When I was still a classroom teacher, many teenage boys in my advisory were reluctant readers. Advisory was free time for pleasure reading, a gift that our principal gave the students. His goal was that if we provided children with guidance in how to enjoy books and the time within the school day for quiet uninterrupted time for their enjoyment they would develop the life-long love of reading.
Girls usually couldn’t wait to dig their favorite books out of their bookbags. Boys often asked for a library pass, and after wandering aimlessly, gravitated to books about sports heroes, superheroes, war, SF and fantasy–those were the go-to selections for many. A recent Sunday NY Times Book Review section featured Mj Franklin’s composite review of three new books with realistic young male protagonists. He aptly titled the review Y.A. Novels That Let Teenage Boys Be Vulnerable. He gives the books a lukewarm review so I thought I’d share a couple of my recommendations for realistic fiction with young male protagonists who take center stage and come alive on the page yet are allowed to be vulnerable.

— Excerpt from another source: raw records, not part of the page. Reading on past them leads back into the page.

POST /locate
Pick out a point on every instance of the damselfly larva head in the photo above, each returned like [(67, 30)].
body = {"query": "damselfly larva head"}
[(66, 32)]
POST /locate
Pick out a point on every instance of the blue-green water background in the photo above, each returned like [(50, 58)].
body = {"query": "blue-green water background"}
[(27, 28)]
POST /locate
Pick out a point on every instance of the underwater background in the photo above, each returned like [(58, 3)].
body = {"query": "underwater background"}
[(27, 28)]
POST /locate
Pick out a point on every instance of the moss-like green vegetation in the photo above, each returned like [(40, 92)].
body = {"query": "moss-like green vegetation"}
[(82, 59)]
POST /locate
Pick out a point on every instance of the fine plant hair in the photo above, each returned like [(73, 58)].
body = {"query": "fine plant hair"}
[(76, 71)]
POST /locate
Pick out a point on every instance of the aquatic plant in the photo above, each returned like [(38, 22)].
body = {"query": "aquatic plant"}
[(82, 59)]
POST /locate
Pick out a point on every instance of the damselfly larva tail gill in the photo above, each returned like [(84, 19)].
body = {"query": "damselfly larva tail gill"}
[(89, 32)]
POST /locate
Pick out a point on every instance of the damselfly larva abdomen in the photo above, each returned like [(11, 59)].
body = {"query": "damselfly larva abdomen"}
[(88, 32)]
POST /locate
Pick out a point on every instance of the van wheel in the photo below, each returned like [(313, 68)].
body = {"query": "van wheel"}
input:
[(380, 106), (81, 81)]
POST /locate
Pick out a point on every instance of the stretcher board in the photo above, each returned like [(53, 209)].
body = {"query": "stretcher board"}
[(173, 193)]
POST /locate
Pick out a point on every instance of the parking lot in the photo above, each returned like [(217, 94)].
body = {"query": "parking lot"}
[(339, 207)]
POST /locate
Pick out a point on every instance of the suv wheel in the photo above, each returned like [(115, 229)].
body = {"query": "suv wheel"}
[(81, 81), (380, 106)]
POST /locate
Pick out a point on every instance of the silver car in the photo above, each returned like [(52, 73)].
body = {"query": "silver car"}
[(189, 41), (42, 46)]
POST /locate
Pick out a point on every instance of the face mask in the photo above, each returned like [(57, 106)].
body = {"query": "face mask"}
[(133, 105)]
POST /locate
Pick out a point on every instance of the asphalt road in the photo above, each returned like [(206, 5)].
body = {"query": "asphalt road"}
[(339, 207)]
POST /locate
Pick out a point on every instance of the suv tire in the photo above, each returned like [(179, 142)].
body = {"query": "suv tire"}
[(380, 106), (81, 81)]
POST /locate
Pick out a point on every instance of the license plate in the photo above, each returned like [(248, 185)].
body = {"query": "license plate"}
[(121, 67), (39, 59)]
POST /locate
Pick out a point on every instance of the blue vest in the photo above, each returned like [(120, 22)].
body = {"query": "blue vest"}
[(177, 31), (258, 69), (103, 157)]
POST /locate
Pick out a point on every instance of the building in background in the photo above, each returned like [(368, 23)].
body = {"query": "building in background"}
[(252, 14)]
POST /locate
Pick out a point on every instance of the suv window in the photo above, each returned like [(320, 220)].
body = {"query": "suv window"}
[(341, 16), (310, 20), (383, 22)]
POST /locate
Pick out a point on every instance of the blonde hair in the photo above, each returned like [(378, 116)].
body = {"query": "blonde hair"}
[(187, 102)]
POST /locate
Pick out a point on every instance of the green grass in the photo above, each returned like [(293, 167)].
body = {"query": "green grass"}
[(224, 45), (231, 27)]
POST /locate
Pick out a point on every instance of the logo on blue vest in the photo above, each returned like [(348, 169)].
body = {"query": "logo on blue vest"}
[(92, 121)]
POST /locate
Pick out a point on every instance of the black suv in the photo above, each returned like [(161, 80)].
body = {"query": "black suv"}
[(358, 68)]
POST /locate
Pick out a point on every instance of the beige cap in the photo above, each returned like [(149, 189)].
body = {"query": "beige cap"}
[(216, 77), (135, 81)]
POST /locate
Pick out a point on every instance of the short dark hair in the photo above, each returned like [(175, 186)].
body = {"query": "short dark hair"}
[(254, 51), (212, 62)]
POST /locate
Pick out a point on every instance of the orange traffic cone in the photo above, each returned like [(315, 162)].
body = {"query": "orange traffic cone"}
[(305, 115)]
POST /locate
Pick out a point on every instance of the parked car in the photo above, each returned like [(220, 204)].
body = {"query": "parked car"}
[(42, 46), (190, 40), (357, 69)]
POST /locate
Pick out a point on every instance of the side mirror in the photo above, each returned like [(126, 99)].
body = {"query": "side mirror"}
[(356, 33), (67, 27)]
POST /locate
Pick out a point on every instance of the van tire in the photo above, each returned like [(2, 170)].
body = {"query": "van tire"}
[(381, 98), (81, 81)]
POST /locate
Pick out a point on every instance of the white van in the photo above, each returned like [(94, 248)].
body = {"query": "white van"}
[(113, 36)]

The Inexplicable Logic of My Life by Benjamin Alire Sáenz — This book’s 17-year-old protagonist Salvador is nurtured by his adoptive Mexican-American family while he becomes embroiled in the lives of his school mates whose worlds are crumbling around them. His artistic gay father and wise Mexican grandmother are able to give Sal stability but also the room he needs to grow as he explores his own questions about why his mother gave him up for adoption and society’s cruel face of homophobia. Sáenz brings forth the complexities of character painting Salvador as a vulnerable yet strong loving friend and adoptive son.
Where Things Come Back by John Corey Whaley — Readers of this title will want to re-read it as soon as they finish, because the book weaves together two simultaneous plots that subtly begin to interlock to make a compelling thriller. Cullen Witter, a sharp, vulnerable and sarcastic 17-year-old aspiring writer narrates the first story set in the small town of Lily, Arkansas where it seems nothing much happens. Things start to pick up for Cullen when the Lazarus Woodpecker, which had long been considered extinct, is sighted and his younger brother Gabriel disappears. The other storyline is told in third-person focusing on Benton Sage, a fanatic teenage missionary, who leaves Ethiopia to attend college back in the States. Whaley’s haunting tone portends trouble as the story’s multiple threads start to come together in a tragic ending that leaves the reader with hope.